Sunday, 1 January 2012

Two-dog Night

We mark the New Year with reflection, the tilt in cosmology with taxonomical navel gazing. What did you think a year ago? Were you right and did the course of the annual wobble bring feast or famine to your quarter?

We are feasting our eyes on a new addition to the family and hoping the extra people we have made will not pile unnecessary pressure on the pool of available resources. Sustainability is what we are aiming for, isn’t it? Or is that term so ubiquitous and loaded that it’s become unsustainable, the victim of its own popularity?

Entropy; is it the Law of Entropy which dictates that all states of matter are gradually diluted, leaking energy, slipping off the cosmic couch and onto the floor? If entropists are right, might it be that sustainability is simply a mirage, a construct of the hopeful, jargon for town planners?

It would be a lie to say my brow was furrowed by this while sitting in the coffee concession at Oxford’s Debenhams, as I’ve just thought of it, but there I was with my wretched brow glowering into the middle distance, with Poz upside down in his seat crashing his plastic pterodactyls together. It’s not that I hate shopping exactly, I'm just a little nervous about consumer culture, not sure it's really there for the benefit of ordinary people.

Then I had a bit of an epiphany. Little Liza was on my knee, watching it all go by, and people began breaking out in spontaneous smiles as they passed. I kept my gaze fixed on the aisle where Jane was last seen but my peripheral vision caught it all and softened my brow. We’re all the same at heart, getting on as best we can. Most of these people weren’t smiling until they saw the baby and then something inside them gave way.

It was as if the anxieties of consumerism were momentarily lifted by the memory of innocence, the possibilities of a new life. At worst, the unbridled and un-selfconscious wriggle of the proto-consumer, with the future of retail at her feet. I loved having her there on my knee. She helped me belong, which is a more comfortable place for an old man than a life of cantankerous disapproval.
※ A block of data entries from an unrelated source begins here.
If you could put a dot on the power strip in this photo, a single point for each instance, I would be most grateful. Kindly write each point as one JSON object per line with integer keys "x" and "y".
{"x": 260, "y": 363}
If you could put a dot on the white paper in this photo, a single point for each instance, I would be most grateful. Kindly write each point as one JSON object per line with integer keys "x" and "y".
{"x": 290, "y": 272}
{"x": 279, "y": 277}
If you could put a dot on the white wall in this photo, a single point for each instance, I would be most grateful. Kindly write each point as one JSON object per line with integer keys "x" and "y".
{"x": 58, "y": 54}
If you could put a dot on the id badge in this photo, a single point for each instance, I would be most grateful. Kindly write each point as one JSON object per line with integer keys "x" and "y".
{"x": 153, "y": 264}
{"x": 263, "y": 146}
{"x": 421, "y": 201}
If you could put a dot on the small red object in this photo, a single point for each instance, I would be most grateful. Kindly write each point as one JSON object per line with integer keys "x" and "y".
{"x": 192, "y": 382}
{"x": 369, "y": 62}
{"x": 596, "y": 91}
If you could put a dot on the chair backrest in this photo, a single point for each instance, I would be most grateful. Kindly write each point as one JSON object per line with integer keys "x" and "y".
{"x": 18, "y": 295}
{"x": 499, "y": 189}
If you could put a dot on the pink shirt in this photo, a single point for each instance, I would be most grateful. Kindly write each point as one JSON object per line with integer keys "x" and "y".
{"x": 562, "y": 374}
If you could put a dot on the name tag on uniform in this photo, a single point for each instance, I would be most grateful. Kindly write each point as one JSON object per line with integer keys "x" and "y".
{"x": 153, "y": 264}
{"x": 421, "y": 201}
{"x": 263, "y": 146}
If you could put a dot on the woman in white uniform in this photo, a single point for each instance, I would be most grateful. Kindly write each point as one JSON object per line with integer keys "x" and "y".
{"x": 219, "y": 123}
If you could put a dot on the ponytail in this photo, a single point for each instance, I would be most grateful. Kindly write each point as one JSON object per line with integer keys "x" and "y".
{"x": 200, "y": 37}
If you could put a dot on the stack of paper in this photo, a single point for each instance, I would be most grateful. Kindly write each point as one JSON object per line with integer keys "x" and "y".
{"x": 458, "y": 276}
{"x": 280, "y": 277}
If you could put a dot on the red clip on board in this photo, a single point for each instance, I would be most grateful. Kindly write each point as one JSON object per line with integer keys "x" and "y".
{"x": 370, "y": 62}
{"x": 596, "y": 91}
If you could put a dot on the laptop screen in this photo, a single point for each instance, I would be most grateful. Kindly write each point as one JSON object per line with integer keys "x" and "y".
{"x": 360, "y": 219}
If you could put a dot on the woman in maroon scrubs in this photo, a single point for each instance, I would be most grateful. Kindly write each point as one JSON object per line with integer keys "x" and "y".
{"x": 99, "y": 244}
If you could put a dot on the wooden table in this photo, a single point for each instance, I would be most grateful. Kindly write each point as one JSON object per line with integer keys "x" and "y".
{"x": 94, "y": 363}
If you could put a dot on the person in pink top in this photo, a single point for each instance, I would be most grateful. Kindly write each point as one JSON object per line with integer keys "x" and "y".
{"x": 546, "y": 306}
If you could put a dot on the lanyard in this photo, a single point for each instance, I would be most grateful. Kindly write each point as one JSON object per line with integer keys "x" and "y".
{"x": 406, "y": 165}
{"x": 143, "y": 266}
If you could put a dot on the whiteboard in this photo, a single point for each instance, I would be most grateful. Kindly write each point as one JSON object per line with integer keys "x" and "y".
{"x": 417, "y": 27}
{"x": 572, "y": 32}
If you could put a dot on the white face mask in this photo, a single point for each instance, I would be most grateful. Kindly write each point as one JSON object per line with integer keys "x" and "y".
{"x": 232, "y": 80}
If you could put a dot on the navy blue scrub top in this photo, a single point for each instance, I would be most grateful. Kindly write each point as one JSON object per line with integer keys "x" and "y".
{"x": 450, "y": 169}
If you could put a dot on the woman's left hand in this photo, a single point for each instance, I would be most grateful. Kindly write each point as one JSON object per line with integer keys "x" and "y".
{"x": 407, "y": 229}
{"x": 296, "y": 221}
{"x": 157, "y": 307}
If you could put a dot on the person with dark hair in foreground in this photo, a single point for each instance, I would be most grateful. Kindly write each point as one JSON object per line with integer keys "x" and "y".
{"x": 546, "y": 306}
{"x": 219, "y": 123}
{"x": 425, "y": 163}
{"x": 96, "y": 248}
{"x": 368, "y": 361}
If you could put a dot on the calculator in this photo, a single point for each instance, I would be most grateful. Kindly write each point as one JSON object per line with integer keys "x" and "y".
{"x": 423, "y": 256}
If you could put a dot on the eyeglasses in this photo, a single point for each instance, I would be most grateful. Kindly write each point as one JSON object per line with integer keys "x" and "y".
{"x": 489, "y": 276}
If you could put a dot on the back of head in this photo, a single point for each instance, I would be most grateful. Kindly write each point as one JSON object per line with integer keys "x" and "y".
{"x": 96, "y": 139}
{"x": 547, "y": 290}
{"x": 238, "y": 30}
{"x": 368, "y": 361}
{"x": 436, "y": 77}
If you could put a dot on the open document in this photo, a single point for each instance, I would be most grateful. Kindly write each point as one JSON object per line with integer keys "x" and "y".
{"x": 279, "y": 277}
As we walked up to the car I remembered being on that same spot a few weeks ago, on my way back from a networking evening with a bunch of builders. It was cold and as I turned up the collar of my new Debenhams overcoat I saw a small banquet underway behind the leaded lights of one of the Oxford colleges. Completing this Dickensian scene, a beggar drew his dog close on the pavement outside. I dropped a coin into his palm and said, “reckon it’s a two-dog night tonight mate.” He grinned in agreement.